Перед тем, как продолжить воспоминания я посмотрела на фотографию в рамке, стоящую на каминной полке, она была сделана около года назад, как раз перед тем, как моя жизнь совершила крутой поворот. Папа, мама и я запечатлены там смеющимися и очень счастливыми. У наших ног расположились собака — та самая Персона — крупный ньюфаундленд-лендзир, и ангорский кот Питкин.
— «Буду описывать самые важные события», — подумала я, решая, о чем стану рассказывать дальше своему компьютеру посредством текстового файла и сделала следующий подзаголовок:
Создание Комитета по Распределению
Итак, я приступила к описанию одного из главнейших периодов в жизни семьи:
«Прошло несколько лет, на протяжении которых было множество случаев тайной помощи животным. Однако, мой папа Дэвид не считал себя и маму вправе помогать людям таким не оговоренным в законах способом.
Родители Дэвида давно умерли и единственным его родственником, кроме нас с мамой, был брат — Генри Грей, тоже врач, живущий в Лондоне. Образование он получил в лучшем университете страны и стал известным кардиологом.
Во время учебы дядя состоял в студенческом обществе и подружился с несколькими молодыми людьми, впоследствии ставшими влиятельными фигурами в разных отраслях общественной жизни.
И вот однажды на прием к Генри пришел его старый товарищ по студенческому обществу, назовем его условно Питер Н., ибо он важный государственный деятель. Сердце этого человека по каким-то причинам очень рано выработало свой ресурс. Питер уже перенес две операции на сердце, это на какое-то время продлило ему жизнь, но не остановило губительных процессов.

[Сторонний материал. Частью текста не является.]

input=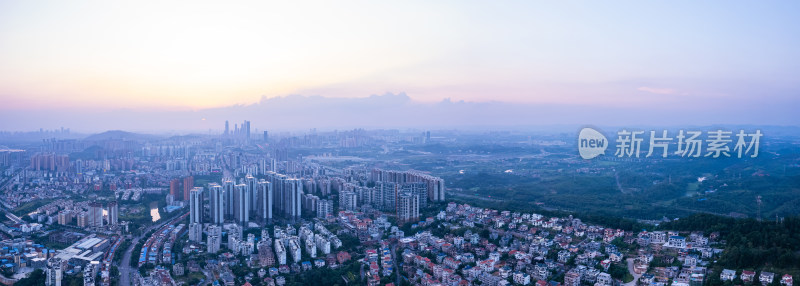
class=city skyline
[0,2,800,130]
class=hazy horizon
[0,1,800,132]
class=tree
[14,269,47,286]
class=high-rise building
[183,176,194,201]
[375,182,398,212]
[284,178,303,219]
[233,184,250,226]
[256,180,272,222]
[189,223,203,242]
[397,192,419,222]
[208,183,225,224]
[206,225,222,253]
[317,199,333,218]
[244,174,258,212]
[89,202,103,227]
[108,201,119,225]
[189,187,203,223]
[45,257,64,286]
[267,171,303,219]
[169,179,183,198]
[77,212,89,227]
[339,191,358,211]
[222,179,234,220]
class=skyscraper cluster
[222,120,251,142]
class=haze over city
[0,1,800,132]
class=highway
[119,212,189,286]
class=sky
[0,1,800,130]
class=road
[622,258,642,286]
[119,210,189,286]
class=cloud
[636,86,677,94]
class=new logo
[578,127,608,160]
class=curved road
[119,212,189,286]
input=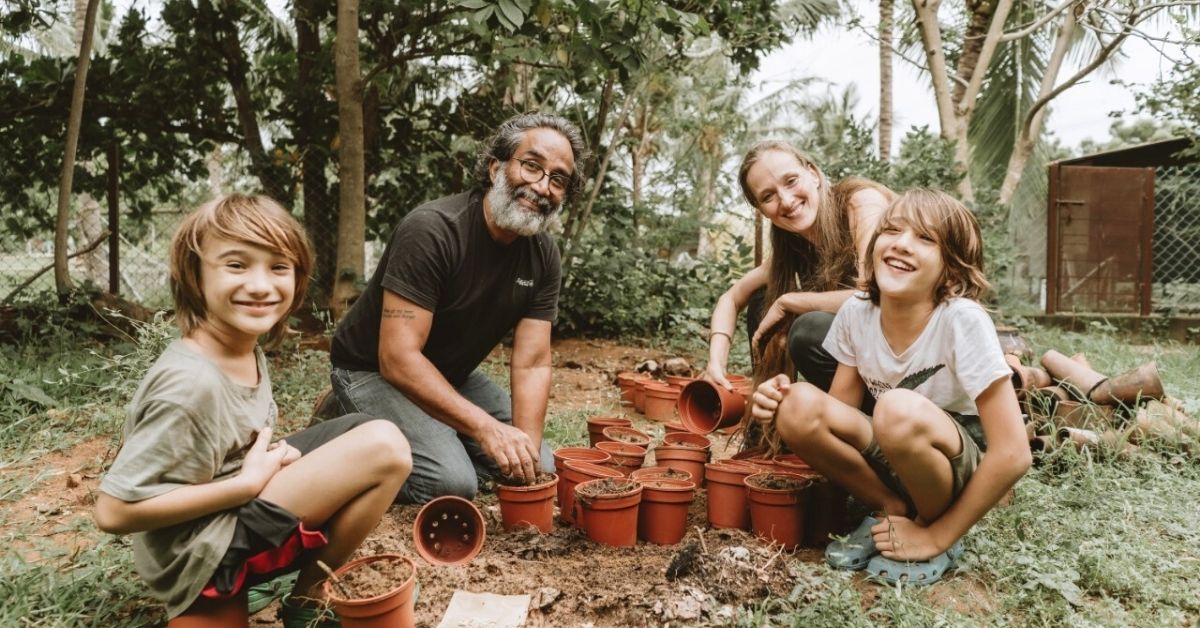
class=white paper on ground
[438,591,529,628]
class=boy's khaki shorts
[862,412,984,513]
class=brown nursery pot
[496,473,558,533]
[588,417,634,447]
[629,467,696,484]
[558,460,623,526]
[324,554,416,628]
[554,447,612,476]
[617,371,646,405]
[704,460,764,530]
[602,426,650,447]
[637,478,696,545]
[745,472,812,549]
[575,478,642,548]
[643,383,679,423]
[1091,361,1165,405]
[596,441,646,477]
[1042,349,1104,400]
[654,444,709,486]
[679,379,746,433]
[413,495,487,566]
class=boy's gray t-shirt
[100,340,277,617]
[823,293,1013,415]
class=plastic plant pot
[704,460,766,530]
[743,472,812,550]
[575,479,642,548]
[596,441,646,476]
[588,417,634,447]
[558,460,622,526]
[601,425,650,447]
[654,444,708,486]
[413,495,487,566]
[679,379,746,433]
[324,554,417,628]
[637,478,696,545]
[496,473,558,534]
[642,383,679,423]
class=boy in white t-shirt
[751,190,1031,584]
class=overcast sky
[752,5,1185,148]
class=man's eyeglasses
[514,157,571,195]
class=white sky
[751,0,1171,150]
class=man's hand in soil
[478,420,538,484]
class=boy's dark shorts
[862,411,986,513]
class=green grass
[0,319,1200,627]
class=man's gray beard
[487,168,563,237]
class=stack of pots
[558,451,622,526]
[642,382,679,423]
[637,477,696,545]
[654,432,712,486]
[568,480,642,548]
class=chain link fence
[1152,163,1200,316]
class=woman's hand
[750,373,792,423]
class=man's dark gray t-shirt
[330,193,562,385]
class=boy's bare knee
[775,382,828,445]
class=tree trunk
[880,0,895,161]
[330,0,366,319]
[54,0,100,300]
[294,0,337,307]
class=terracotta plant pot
[744,472,812,549]
[679,379,746,433]
[637,479,696,545]
[496,473,558,534]
[413,495,487,566]
[588,417,634,447]
[596,441,646,477]
[643,383,679,423]
[662,431,713,450]
[654,444,708,486]
[617,371,646,406]
[629,467,696,484]
[575,479,642,548]
[601,425,650,447]
[704,460,764,530]
[554,447,612,476]
[634,377,656,413]
[1042,349,1104,401]
[324,554,417,628]
[558,460,623,526]
[1091,361,1165,405]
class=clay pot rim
[322,554,416,606]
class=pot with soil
[575,478,642,548]
[629,467,695,483]
[704,460,767,530]
[601,425,650,447]
[643,383,679,423]
[654,443,708,486]
[413,495,487,566]
[637,477,696,545]
[596,441,646,477]
[744,472,812,550]
[324,554,416,628]
[588,417,634,447]
[679,379,746,433]
[558,460,622,526]
[496,473,558,534]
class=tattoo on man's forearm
[383,307,416,321]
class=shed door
[1046,165,1154,316]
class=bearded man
[330,114,587,503]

Он не мог бегать, ходил, задыхаясь, принимал кучу разных таблеток ежедневно, а ведь Питер Н. был еще довольно молодым человеком, настоящим жизнелюбом, вся его натура нуждалась в движении, бурной деятельности. Не говоря уже о том, что высокая должность друга моего дяди требовала полной отдачи и большой энергии. Питер был женат и имел двоих детей — для семьи нужны были душевные и физические силы, которых у него почти не осталось.

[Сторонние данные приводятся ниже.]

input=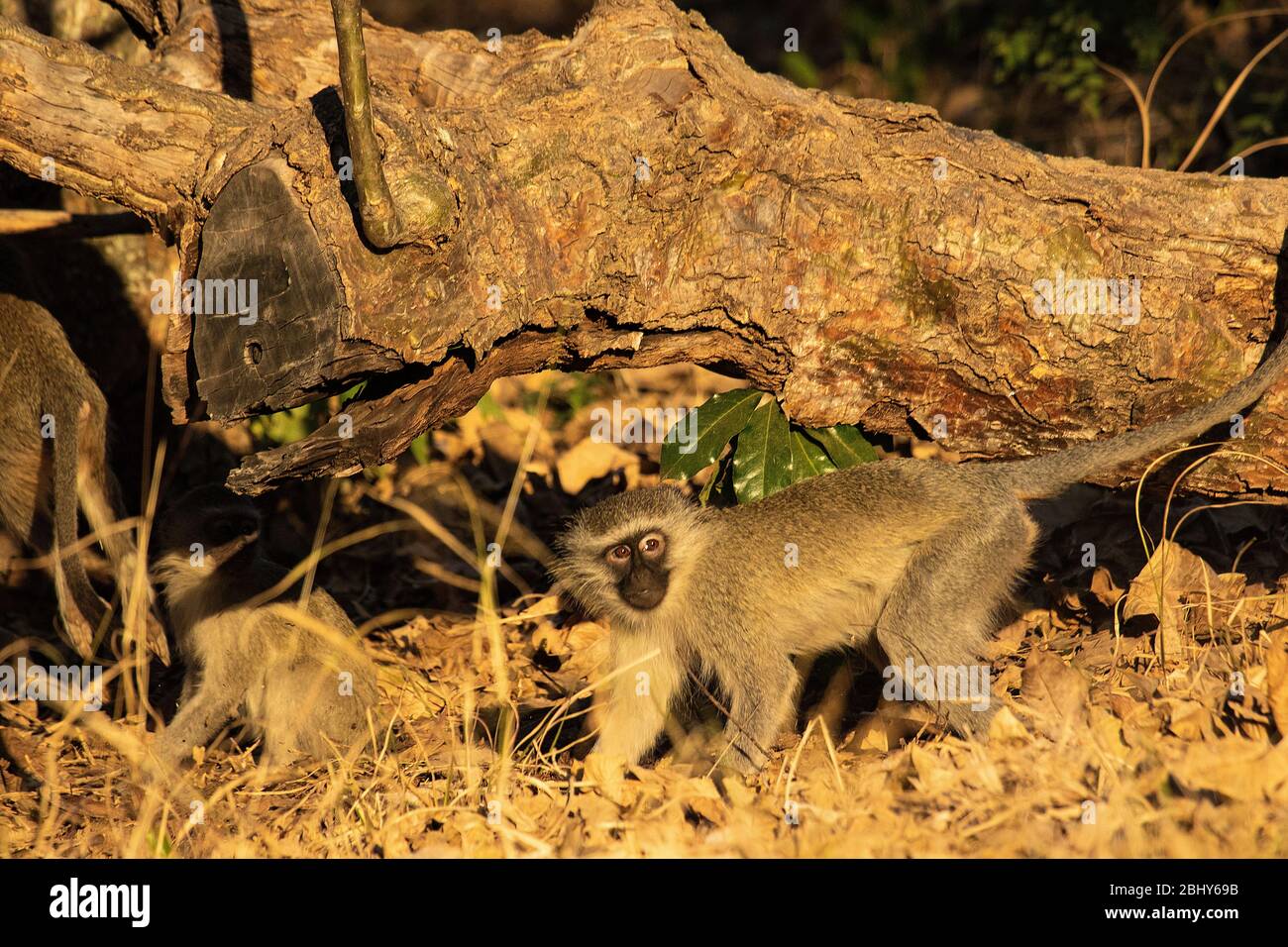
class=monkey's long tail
[53,404,106,657]
[987,329,1288,498]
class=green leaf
[791,424,836,483]
[407,434,429,464]
[805,424,877,471]
[662,388,761,479]
[733,401,793,502]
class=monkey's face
[604,530,670,612]
[551,487,708,631]
[154,487,261,586]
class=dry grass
[0,366,1288,857]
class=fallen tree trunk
[0,0,1288,492]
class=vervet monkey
[0,292,170,663]
[554,332,1288,773]
[152,485,376,770]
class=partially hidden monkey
[152,485,377,770]
[0,292,170,664]
[553,329,1288,773]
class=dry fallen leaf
[1020,651,1090,738]
[555,438,640,493]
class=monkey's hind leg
[711,652,800,776]
[876,497,1037,740]
[77,401,170,665]
[152,681,240,767]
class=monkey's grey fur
[0,294,170,663]
[554,329,1288,772]
[154,485,376,770]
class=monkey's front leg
[713,653,800,776]
[592,630,683,766]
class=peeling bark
[0,0,1288,492]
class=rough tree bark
[0,0,1288,492]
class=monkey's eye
[640,532,666,559]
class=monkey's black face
[604,530,670,612]
[193,509,259,566]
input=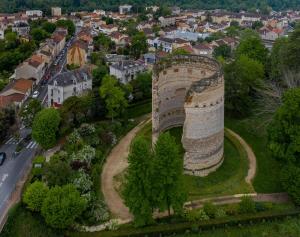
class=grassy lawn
[225,116,283,193]
[134,123,254,200]
[0,204,64,237]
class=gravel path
[226,128,256,185]
[101,118,149,220]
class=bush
[215,208,227,218]
[184,209,209,222]
[239,196,256,214]
[203,202,217,218]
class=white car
[32,91,39,98]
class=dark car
[0,152,6,166]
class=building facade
[48,69,92,107]
[152,55,224,176]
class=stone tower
[152,55,224,176]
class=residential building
[0,79,34,108]
[109,60,146,84]
[26,10,43,17]
[12,20,30,36]
[15,54,46,84]
[51,7,61,16]
[119,4,132,15]
[48,68,92,107]
[67,40,88,67]
[158,16,176,27]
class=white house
[109,60,146,84]
[48,68,92,107]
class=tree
[56,20,76,36]
[282,24,300,73]
[270,37,288,82]
[32,108,61,149]
[30,28,50,43]
[20,99,42,127]
[42,21,56,34]
[42,184,87,229]
[130,32,148,59]
[130,72,152,100]
[93,65,108,87]
[236,29,268,65]
[23,181,49,211]
[213,44,231,59]
[43,157,73,187]
[152,132,186,215]
[268,88,300,163]
[280,163,300,206]
[123,137,154,226]
[224,56,264,117]
[99,75,128,120]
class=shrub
[23,181,49,211]
[239,196,256,214]
[215,208,227,218]
[184,209,209,222]
[203,202,217,218]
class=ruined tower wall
[152,55,224,176]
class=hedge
[68,209,300,237]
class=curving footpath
[101,116,149,220]
[88,119,290,232]
[225,128,256,185]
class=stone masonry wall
[152,55,224,176]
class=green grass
[0,204,64,237]
[134,123,254,200]
[175,218,300,237]
[225,116,283,193]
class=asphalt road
[0,129,38,215]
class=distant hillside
[0,0,300,13]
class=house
[119,4,132,15]
[193,43,214,57]
[0,79,34,108]
[48,68,92,107]
[67,40,88,67]
[51,7,61,16]
[258,26,284,41]
[156,37,191,53]
[158,16,176,27]
[12,20,30,36]
[26,10,43,17]
[109,60,146,84]
[15,54,46,85]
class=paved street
[0,129,38,218]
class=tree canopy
[32,108,61,149]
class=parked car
[0,152,6,166]
[32,91,39,98]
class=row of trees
[123,133,186,226]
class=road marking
[26,141,33,149]
[5,137,14,144]
[2,174,8,182]
[30,142,36,149]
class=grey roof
[111,60,143,71]
[49,68,92,86]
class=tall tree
[20,99,42,127]
[32,108,61,149]
[130,32,148,59]
[123,137,154,226]
[153,132,186,215]
[99,75,128,120]
[224,55,264,117]
[236,29,268,65]
[42,184,87,229]
[269,88,300,164]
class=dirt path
[101,117,149,220]
[226,128,256,185]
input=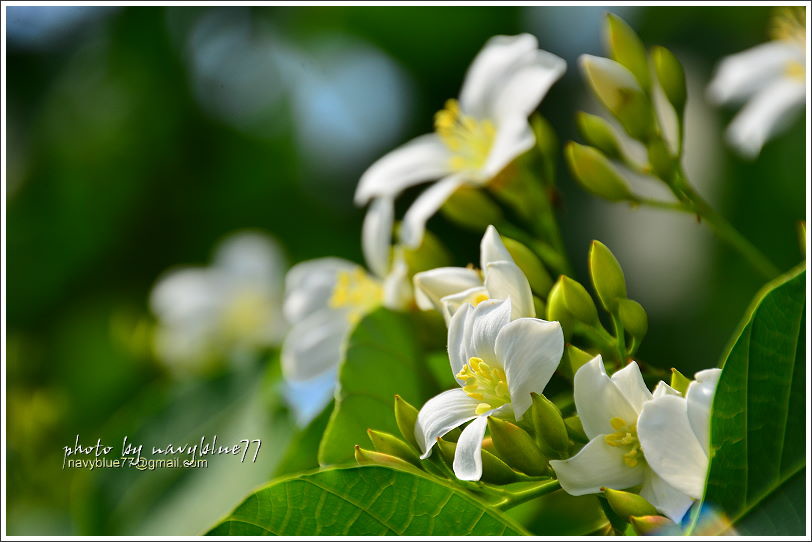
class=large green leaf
[700,268,806,535]
[208,466,526,536]
[319,309,431,465]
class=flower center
[603,418,643,467]
[434,100,496,171]
[329,267,383,323]
[457,357,510,416]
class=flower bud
[576,111,621,158]
[601,487,659,519]
[671,367,691,395]
[530,393,570,459]
[558,275,598,325]
[437,438,521,484]
[395,395,420,450]
[564,141,633,201]
[651,45,688,118]
[440,186,502,231]
[589,241,626,313]
[355,444,415,471]
[606,13,651,90]
[617,299,648,341]
[580,55,654,141]
[488,416,547,476]
[629,515,682,536]
[367,429,420,467]
[502,236,553,295]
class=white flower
[415,299,564,480]
[550,356,704,522]
[414,226,536,322]
[150,232,286,369]
[355,34,566,252]
[708,8,806,157]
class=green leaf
[208,466,527,536]
[697,268,806,535]
[319,308,431,465]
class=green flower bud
[589,241,626,313]
[601,487,659,519]
[606,13,651,90]
[367,429,420,467]
[440,186,502,231]
[502,236,553,295]
[580,55,654,141]
[651,45,688,118]
[395,395,420,450]
[530,393,570,459]
[629,515,682,536]
[671,367,691,395]
[558,275,598,325]
[437,438,521,484]
[355,444,415,471]
[576,111,622,158]
[564,415,589,443]
[564,141,633,201]
[488,416,547,476]
[617,299,648,341]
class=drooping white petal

Осмотрев друга в очередной раз, Генри не на шутку опечалился, так как состояние сердца Питера не внушало надежд. Еще одна операция на его измученном сердце являлась крайне рискованным делом из-за длительного наркоза. Прогноз был неутешительным. Тогда Генри попросил товарища зайти к нему через день для важного разговора, а сам немедленно выехал к своему брату Дэвиду — Генри был посвящен в семейную тайну и знал о чудесных рецептах семьи Осборн.

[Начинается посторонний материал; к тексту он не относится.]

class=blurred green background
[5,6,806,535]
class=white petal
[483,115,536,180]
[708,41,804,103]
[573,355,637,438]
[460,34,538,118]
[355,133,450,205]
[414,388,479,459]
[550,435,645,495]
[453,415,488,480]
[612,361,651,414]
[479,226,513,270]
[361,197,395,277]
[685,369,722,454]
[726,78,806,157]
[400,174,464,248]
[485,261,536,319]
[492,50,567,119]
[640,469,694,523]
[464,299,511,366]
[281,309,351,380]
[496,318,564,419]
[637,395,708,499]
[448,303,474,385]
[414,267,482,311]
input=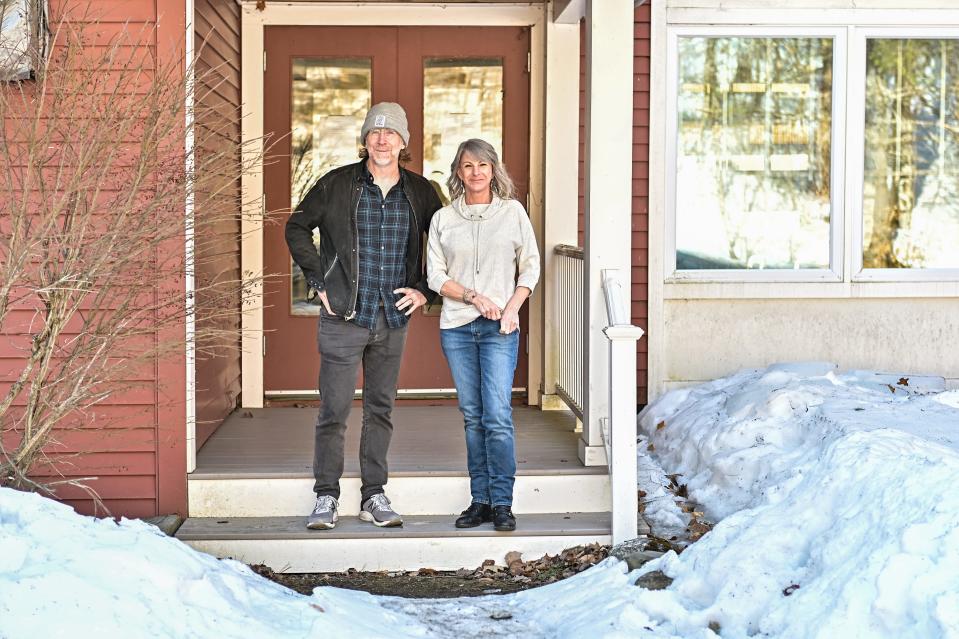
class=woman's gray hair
[446,138,515,200]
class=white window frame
[846,27,959,282]
[665,26,847,283]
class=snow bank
[0,488,428,639]
[637,365,959,637]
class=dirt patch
[251,544,609,599]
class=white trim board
[241,2,548,408]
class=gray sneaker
[360,493,403,526]
[306,495,339,530]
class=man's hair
[446,138,515,200]
[360,146,413,164]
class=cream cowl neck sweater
[426,195,539,329]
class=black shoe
[493,506,516,531]
[456,502,493,528]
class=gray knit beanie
[360,102,410,146]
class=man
[286,102,440,529]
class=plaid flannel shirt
[352,167,411,330]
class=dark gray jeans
[313,309,407,501]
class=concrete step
[189,476,612,518]
[176,512,610,572]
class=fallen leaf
[686,519,713,541]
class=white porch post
[579,0,635,466]
[603,270,643,544]
[539,3,579,410]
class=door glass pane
[290,58,373,315]
[676,37,832,270]
[862,39,959,268]
[423,58,503,204]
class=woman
[427,139,539,530]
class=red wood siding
[578,2,650,404]
[0,0,187,517]
[195,0,241,448]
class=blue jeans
[440,317,519,506]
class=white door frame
[240,0,548,408]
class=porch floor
[190,402,607,479]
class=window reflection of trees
[290,58,372,315]
[862,39,959,268]
[676,37,832,269]
[423,58,503,199]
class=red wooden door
[264,27,529,393]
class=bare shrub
[0,10,257,500]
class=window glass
[0,0,46,81]
[423,58,503,315]
[423,58,503,204]
[290,58,373,315]
[862,39,959,269]
[675,36,833,270]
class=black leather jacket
[286,160,442,319]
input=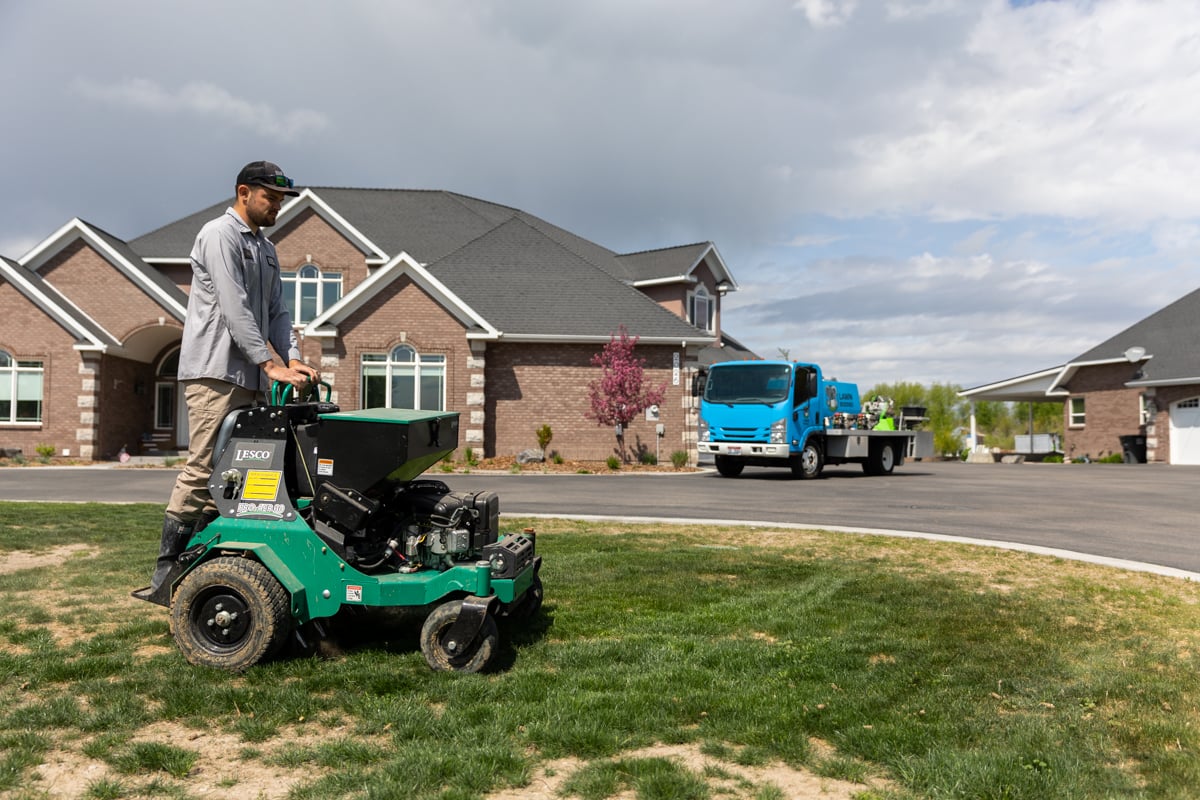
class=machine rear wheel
[170,558,292,672]
[421,600,500,673]
[713,456,745,477]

Между ними состоялся разговор:
— Понимаешь, Дэвид, мой друг Питер Н. — прекрасный человек, нужный стране, умный, порядочный. Такие люди, как редкие жемчужины! Я не могу смотреть, как он гибнет. Думаю, надо попытаться помочь. Пойми, Дэвид, ему уже нечего терять.
— Генри, ты сам врач и должен понимать о чем просишь! Мы не имеем права делать этого, пусть даже Питер согласится и подпишет какие-то бумаги. Если об этом деле станет известно, нас лишат врачебной лицензии, запретят лечить людей. Тебя, меня и даже мою жену могут отдать под суд!
Генри слушал брата и сидел молча, обдумывая и взвешивая все «за» и «против». А мой папа продолжал:
— Если, предположим, Питер Н. умрет (прости меня за жестокие слова), несмотря на лечение, которое ты применяешь — я имею в виду методы, одобренные национальным здравоохранением, то никому и в голову не придет хоть в чем-то упрекнуть тебя. Таково состояние сердца пациента! Но если ты применишь один из рецептов семьи Осборн, а Питер, тем не менее, все равно умрет, то виноватым окажешься ты, ну и мы вместе с тобой! Элизабет не может дать полную гарантию его выздоровления, она говорит, что вероятность этого процентов девяносто пять, стало быть, есть пять процентов риска, а это немало!
— Ты говоришь, Дэвид: «... если Питер Н. умрет...», — с тяжелым вздохом промолвил Генри, — так вот, нет никакого «если». Он умрет, и скоро. Я не могу даже надеяться на пересадку сердца, потому что у моего пациента тяжелый диабет, а ты знаешь, как проблемно у таких людей приживаются донорские органы. Только чудо может помочь ему, к коему я и отношу рецепт Элизабет. Дэвид, девяносто пять процентов — это почти гарантия успеха!
— Ты уверен, Генри, что у Питера все так плохо? Он ведь сам пришел на прием, а не вызвал тебя на дом.